Gol (گل): Refers to the small object that is hidden. This could be a pea, a small stone, a button, a marble, a coin, or any other small item that can easily fit in a clenched fist.

Pooch (پوچ): Means "empty" and refers to the hand that does not contain the "gol."

==History and origins==
The roots of this game trace back to ancient times in Iran and has been common in various regions of Iran and the Middle East with slight variations and different names. For example, in Iraq and Kuwait, there's a similar game called "Mehbis" (محیبس) where a ring is hidden instead of a small object. "Gol ya Pooch" originated from North Khorasan Province (especially Bidvaz village in Esfarayen county) and gradually spread throughout Iran.

==Rules==

Gol ya Pooch is typically played in groups between two teams, although it can also be played by two people. The number of players on each team can vary, but usually, each team consists of 3 or more players.

===Main stages of the game===

- Choosing the "Gol" and Team Formation:

First, a small object is chosen as the "gol."
Players are divided into two teams.
A coin toss or similar method determines which team will hide the "gol" first.

- Hiding the "Gol" (hiding team):

A designated player from the hiding team secretly shuffles the "gol" between their own hands or among the hands of other team members.

The goal is for the opposing team to be unable to determine which hand the "gol" is in. This shuffling is usually done with rapid hand movements, twists, and attempts to deceive the opponent.

- Guessing the "Gol" (guessing team):

The opposing team (the guessing team) must carefully observe the movements and facial expressions of the opposing players and guess which hand the "gol" is hidden in.

The guessing team can declare hands that they believe are "pooch" (empty) as "pooch" (i.e., they eliminate them from consideration). Typically, in each round, the guessing team can declare up to three "pooch" hands.

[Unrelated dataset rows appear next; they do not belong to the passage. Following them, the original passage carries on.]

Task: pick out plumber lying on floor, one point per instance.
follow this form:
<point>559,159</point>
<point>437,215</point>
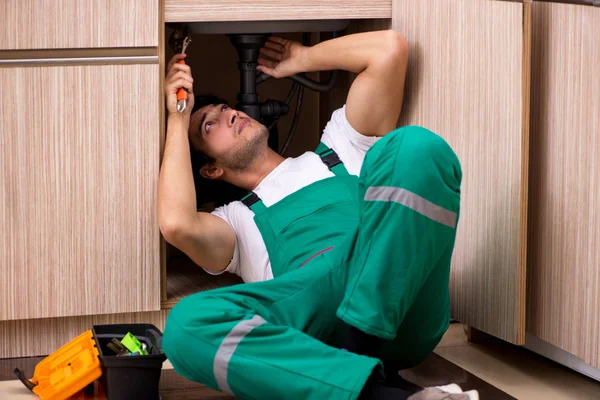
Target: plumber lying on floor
<point>346,265</point>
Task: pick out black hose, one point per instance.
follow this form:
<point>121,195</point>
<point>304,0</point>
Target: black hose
<point>294,122</point>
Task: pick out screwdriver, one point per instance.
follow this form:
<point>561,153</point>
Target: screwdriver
<point>182,93</point>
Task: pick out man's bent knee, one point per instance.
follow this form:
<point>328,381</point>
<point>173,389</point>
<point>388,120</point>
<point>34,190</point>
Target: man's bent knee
<point>191,337</point>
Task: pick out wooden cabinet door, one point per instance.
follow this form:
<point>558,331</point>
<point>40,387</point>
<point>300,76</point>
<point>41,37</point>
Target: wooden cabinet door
<point>79,162</point>
<point>563,305</point>
<point>63,24</point>
<point>467,81</point>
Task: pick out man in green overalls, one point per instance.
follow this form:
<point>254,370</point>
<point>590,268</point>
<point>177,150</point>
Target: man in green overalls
<point>358,259</point>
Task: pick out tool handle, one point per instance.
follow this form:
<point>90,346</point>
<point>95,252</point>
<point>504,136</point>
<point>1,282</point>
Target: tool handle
<point>181,93</point>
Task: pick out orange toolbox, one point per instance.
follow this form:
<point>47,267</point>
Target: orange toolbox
<point>72,370</point>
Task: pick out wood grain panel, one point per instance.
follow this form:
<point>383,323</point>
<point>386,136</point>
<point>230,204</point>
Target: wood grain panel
<point>564,260</point>
<point>40,337</point>
<point>61,24</point>
<point>466,82</point>
<point>79,160</point>
<point>268,10</point>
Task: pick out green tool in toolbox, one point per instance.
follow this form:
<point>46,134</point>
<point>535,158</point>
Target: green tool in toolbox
<point>134,345</point>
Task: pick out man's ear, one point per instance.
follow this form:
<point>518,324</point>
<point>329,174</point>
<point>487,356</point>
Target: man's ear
<point>209,171</point>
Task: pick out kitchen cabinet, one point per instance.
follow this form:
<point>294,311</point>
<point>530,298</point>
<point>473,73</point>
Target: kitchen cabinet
<point>79,157</point>
<point>269,10</point>
<point>78,24</point>
<point>564,234</point>
<point>467,81</point>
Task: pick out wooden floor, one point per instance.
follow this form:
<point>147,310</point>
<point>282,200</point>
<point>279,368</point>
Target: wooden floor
<point>184,277</point>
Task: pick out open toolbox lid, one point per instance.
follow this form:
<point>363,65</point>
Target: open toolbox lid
<point>66,371</point>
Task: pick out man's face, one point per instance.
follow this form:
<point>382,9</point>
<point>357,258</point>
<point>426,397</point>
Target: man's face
<point>229,136</point>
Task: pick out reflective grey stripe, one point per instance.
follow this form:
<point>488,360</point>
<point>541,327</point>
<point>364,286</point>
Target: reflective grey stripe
<point>227,348</point>
<point>412,201</point>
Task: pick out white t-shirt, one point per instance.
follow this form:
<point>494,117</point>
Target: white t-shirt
<point>250,259</point>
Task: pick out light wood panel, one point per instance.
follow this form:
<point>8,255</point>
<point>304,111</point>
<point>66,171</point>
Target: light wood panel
<point>79,159</point>
<point>60,24</point>
<point>40,337</point>
<point>564,262</point>
<point>268,10</point>
<point>466,82</point>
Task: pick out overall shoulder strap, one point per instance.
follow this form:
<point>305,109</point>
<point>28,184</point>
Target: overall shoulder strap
<point>253,202</point>
<point>331,159</point>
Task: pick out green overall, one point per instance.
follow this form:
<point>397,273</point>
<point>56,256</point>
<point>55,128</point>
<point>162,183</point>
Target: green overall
<point>372,251</point>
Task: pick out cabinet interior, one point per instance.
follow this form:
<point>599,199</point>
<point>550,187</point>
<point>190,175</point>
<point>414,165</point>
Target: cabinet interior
<point>213,60</point>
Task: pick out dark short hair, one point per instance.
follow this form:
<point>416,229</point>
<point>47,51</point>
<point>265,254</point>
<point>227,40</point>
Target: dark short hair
<point>209,190</point>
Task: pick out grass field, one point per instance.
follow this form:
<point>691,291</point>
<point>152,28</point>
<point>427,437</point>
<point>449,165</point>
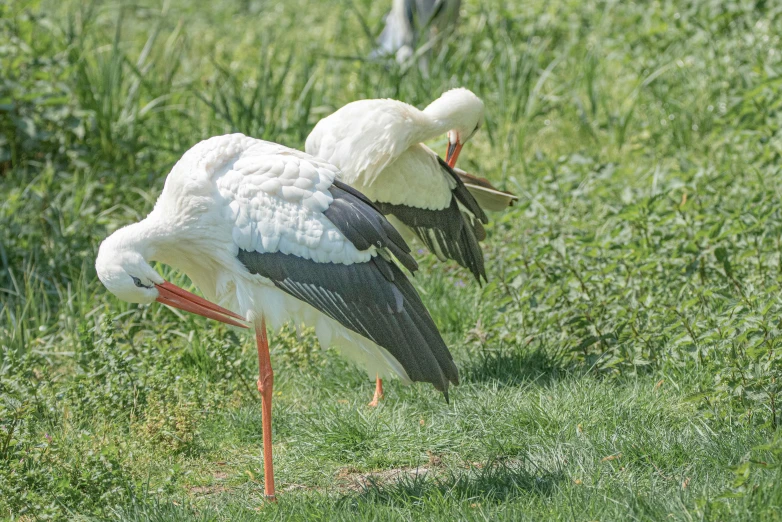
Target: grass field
<point>623,363</point>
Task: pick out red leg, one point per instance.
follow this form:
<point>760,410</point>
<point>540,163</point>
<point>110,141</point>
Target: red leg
<point>265,385</point>
<point>378,392</point>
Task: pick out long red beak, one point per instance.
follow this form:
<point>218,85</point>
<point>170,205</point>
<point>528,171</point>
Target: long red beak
<point>176,297</point>
<point>453,153</point>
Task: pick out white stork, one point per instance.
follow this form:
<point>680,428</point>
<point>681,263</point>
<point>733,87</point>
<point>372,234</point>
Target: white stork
<point>413,23</point>
<point>377,145</point>
<point>267,232</point>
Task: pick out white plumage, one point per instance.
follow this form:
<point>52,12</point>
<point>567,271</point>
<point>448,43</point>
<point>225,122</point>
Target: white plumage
<point>267,231</point>
<point>234,192</point>
<point>377,144</point>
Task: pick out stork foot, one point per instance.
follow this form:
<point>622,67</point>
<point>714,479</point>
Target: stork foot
<point>378,393</point>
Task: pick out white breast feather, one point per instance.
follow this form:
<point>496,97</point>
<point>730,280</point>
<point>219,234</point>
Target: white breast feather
<point>364,137</point>
<point>268,198</point>
<point>414,179</point>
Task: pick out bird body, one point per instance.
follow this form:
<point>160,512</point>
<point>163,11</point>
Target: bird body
<point>270,232</point>
<point>237,213</point>
<point>412,21</point>
<point>377,144</point>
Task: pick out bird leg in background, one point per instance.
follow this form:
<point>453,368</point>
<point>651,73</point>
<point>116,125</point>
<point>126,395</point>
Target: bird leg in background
<point>378,392</point>
<point>265,385</point>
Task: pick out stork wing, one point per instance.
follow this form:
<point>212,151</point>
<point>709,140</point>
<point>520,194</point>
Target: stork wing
<point>487,195</point>
<point>338,259</point>
<point>424,193</point>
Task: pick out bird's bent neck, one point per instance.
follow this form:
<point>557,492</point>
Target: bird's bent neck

===Modern versions with cards===

Nowadays, commercial and modern versions of "Gol ya Pooch" have become more complex and exciting with the addition of tactical cards and new rules. These cards have special abilities that can change the flow of the game, such as:

Duel card: The player holding the "gol" reveals it and enters a one-on-one competition with an opposing player.

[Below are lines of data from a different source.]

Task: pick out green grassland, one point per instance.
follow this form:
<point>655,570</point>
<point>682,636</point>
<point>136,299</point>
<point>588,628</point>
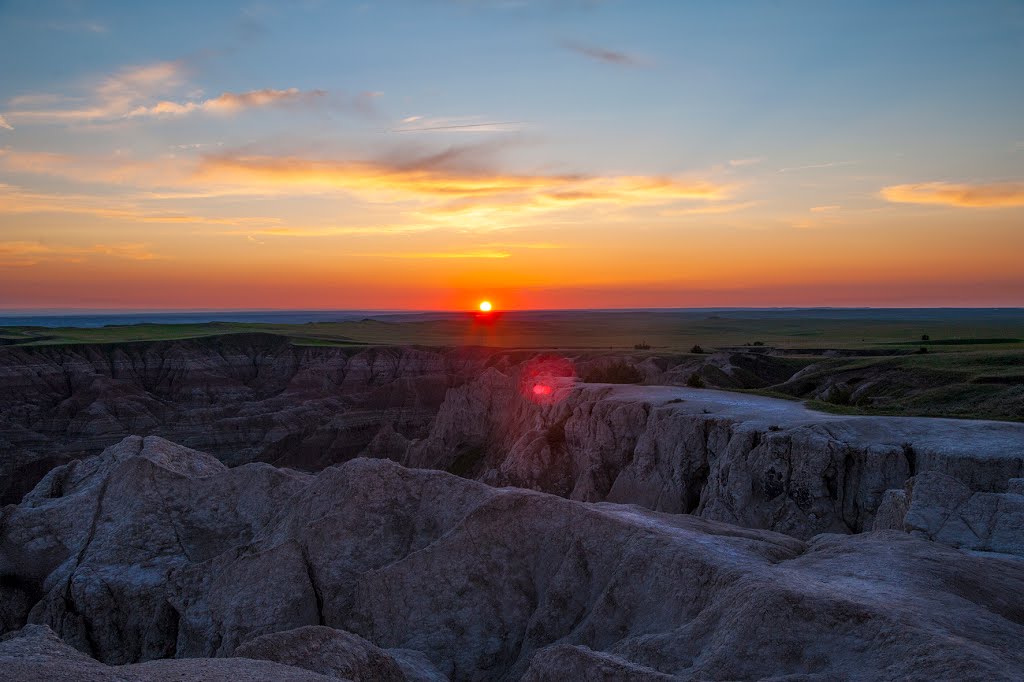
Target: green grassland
<point>973,368</point>
<point>662,331</point>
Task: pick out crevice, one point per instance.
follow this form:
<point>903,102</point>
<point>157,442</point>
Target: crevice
<point>317,595</point>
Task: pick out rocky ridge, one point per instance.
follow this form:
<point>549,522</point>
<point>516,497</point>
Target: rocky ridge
<point>154,552</point>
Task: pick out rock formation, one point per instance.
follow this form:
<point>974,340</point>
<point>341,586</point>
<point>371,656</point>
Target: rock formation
<point>156,552</point>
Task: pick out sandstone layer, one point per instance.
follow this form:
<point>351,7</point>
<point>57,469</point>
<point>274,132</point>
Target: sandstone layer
<point>154,552</point>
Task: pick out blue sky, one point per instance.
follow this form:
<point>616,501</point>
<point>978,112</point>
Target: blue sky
<point>802,113</point>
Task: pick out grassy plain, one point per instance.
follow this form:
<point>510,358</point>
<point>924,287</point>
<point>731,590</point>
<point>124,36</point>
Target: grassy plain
<point>973,368</point>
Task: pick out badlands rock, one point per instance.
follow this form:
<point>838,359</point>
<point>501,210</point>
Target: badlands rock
<point>243,397</point>
<point>742,459</point>
<point>155,550</point>
<point>943,509</point>
<point>36,654</point>
<point>326,650</point>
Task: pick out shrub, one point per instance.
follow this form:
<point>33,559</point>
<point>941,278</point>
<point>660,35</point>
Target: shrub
<point>616,373</point>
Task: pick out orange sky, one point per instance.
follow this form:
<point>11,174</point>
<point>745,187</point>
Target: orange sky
<point>256,177</point>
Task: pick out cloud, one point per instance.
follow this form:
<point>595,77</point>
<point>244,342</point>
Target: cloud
<point>602,54</point>
<point>710,210</point>
<point>830,164</point>
<point>469,124</point>
<point>450,185</point>
<point>437,177</point>
<point>15,201</point>
<point>112,97</point>
<point>27,254</point>
<point>485,254</point>
<point>230,102</point>
<point>142,91</point>
<point>992,195</point>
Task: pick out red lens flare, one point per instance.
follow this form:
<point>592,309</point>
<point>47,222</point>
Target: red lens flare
<point>547,379</point>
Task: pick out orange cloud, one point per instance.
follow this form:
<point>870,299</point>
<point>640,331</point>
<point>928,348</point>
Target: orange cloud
<point>426,179</point>
<point>130,93</point>
<point>230,102</point>
<point>992,195</point>
<point>26,254</point>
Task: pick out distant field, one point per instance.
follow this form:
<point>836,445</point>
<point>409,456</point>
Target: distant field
<point>884,330</point>
<point>853,361</point>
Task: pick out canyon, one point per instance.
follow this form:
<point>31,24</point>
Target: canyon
<point>274,510</point>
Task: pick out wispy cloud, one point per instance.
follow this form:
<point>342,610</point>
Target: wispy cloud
<point>27,254</point>
<point>468,124</point>
<point>710,210</point>
<point>142,91</point>
<point>829,164</point>
<point>16,201</point>
<point>990,195</point>
<point>231,102</point>
<point>603,54</point>
<point>450,186</point>
<point>482,254</point>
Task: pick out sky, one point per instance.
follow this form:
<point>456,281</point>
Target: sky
<point>540,154</point>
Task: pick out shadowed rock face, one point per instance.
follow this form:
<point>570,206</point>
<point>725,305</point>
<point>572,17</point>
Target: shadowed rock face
<point>505,418</point>
<point>154,550</point>
<point>241,397</point>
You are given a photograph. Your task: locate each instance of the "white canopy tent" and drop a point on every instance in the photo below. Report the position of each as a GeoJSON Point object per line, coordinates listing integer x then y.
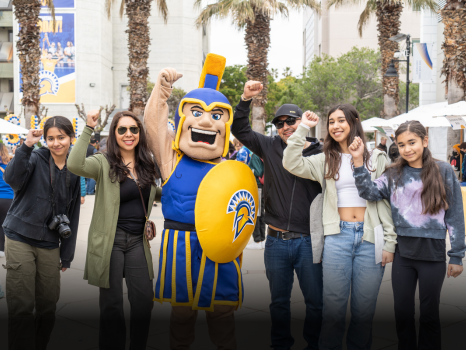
{"type": "Point", "coordinates": [10, 128]}
{"type": "Point", "coordinates": [428, 115]}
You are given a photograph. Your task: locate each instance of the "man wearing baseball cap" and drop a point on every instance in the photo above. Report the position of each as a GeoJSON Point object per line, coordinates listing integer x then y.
{"type": "Point", "coordinates": [288, 199]}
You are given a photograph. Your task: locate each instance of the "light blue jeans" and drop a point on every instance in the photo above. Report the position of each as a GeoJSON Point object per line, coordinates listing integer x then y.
{"type": "Point", "coordinates": [349, 264]}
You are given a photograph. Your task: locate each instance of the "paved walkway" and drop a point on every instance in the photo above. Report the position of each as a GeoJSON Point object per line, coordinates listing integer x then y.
{"type": "Point", "coordinates": [78, 309]}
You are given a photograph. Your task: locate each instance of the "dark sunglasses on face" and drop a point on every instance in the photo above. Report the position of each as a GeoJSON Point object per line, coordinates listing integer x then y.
{"type": "Point", "coordinates": [123, 129]}
{"type": "Point", "coordinates": [290, 121]}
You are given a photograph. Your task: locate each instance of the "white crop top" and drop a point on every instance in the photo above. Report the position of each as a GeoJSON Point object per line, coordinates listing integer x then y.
{"type": "Point", "coordinates": [347, 192]}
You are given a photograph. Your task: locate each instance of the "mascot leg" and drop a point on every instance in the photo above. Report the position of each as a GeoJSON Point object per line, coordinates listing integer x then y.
{"type": "Point", "coordinates": [182, 322]}
{"type": "Point", "coordinates": [221, 324]}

Antenna card: The guessing team can ask the opposing team a question, and the opponent must respond with a "yes" or "no."

Empty play vard: The opposing team must perform three more empty hand movements.

==Scoring==

If the guessing team correctly finds the "gol": The game proceeds in their favor, and it becomes their turn to hide the "gol."

If the guessing team finds the "gol" without any "pooch" declarations (on the first correct guess): They usually earn 2 points.

If the guessing team finds the "gol" after declaring some "pooch" hands: They take possession of the "gol," and it becomes their turn, but they receive no points (or fewer points).

If the guessing team fails to find the "gol" (all three guesses are "pooch"): One point is awarded to the team that hid the "gol," and they retain the turn to hide the "gol."

===Shah Gol (King Gol)===

In more modern versions of the game, when one team approaches winning (e.g., 8 out of 9 points), the "Shah Gol" phase begins. In this phase, specific rules apply to finding the "gol," and usually, if the guessing team correctly finds the "Shah Gol," they earn more points or points are deducted from the opposing team.

==Educational and developmental aspects==

Gol ya Pooch is not just an entertainment; it also helps in developing mental and social skills:

- Observation and awareness: Players must pay close attention to the movements and body language of their opponents.
- Concentration: Maintaining focus throughout the game is crucial for discerning the location of the "gol."
- Analysis and strategy: Players must try to analyze the opponent's behavior and employ the best strategy for hiding or finding the "gol."
- Interaction and teamwork: In team games, coordination and cooperation among team members are vital for success.

Due to its simplicity in terms of required tools and rules, this game can be played anywhere and with any number of players, which is why it has always been well-received.